Capítulo trinta e um

Manuel fez um sinal para o empregado de mesa que veio tomar nota dos pedidos. Um chocolate quente para Cecília, uma água tónica para António, um uísque novo e sem gelo para o pianista.

– Vejo que se têm adaptado bem à vida de Porto Santo…

– Pior vai ser readaptar-nos à vida de Lisboa – gracejou Cecília – Manuel sorriu:

– É verdade, isto é muito calmo – e acrescentou voltando-se para António – quando não há crimes. O Alfredo telefonou-me há coisa de uma hora – tinha registada uma chamada vossa, mas tinha o telemóvel desligado, pois estava a dar uma aula. Tentou ligar-vos…

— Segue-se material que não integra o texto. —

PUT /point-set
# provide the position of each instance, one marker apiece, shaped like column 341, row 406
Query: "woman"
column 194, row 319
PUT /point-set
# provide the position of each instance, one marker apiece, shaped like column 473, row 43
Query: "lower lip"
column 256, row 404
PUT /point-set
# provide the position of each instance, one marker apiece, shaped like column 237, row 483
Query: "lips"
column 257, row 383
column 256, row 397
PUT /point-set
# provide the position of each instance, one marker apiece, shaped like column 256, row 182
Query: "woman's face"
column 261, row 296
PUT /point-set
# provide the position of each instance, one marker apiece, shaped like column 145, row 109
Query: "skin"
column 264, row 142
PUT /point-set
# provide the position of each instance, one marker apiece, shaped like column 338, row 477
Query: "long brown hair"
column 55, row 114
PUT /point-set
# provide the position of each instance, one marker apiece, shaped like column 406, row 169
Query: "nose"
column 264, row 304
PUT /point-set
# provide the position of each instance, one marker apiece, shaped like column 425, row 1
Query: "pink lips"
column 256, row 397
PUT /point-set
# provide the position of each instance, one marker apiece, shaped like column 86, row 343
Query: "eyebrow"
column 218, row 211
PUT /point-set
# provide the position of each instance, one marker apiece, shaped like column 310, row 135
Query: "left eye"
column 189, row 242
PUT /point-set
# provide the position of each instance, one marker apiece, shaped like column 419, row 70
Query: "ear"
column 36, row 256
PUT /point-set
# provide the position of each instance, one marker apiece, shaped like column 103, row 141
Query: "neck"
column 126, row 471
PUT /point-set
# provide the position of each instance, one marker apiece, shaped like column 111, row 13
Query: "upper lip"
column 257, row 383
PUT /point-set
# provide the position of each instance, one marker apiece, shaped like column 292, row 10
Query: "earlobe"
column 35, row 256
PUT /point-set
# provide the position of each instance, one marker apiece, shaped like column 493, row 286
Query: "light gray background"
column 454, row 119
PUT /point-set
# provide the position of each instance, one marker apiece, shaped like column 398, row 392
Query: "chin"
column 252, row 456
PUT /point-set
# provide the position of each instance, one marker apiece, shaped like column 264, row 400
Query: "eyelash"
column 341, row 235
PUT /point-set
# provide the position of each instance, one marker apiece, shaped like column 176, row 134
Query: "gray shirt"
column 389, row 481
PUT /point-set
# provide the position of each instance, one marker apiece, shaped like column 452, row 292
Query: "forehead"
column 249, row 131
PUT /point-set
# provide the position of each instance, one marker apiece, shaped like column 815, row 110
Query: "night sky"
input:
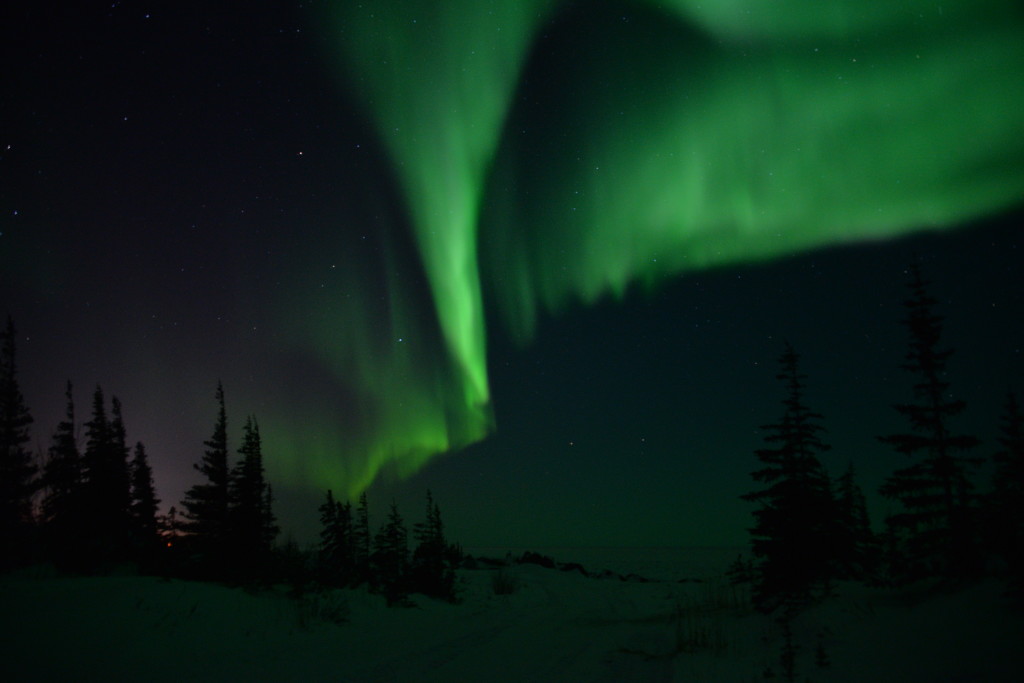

– Pois foi, deixámos os telemóveis no quarto…

– Pediu para ligarem, seja a que horas for.

– Logo que chegarmos ao quarto, ligaremos.

Cecília perguntou:

– Conhece o Alfredo há muito tempo?

– Vai para 40 anos – e logo acrescentou –  Conhecemo-nos em Moçambique.

– Na tropa? – perguntou António.

– Ele na tropa, alferes médico; eu era civil – e esclareceu – não sou português. Ele, eu, o Francisco Costa e a Maria, formávamos um grupo…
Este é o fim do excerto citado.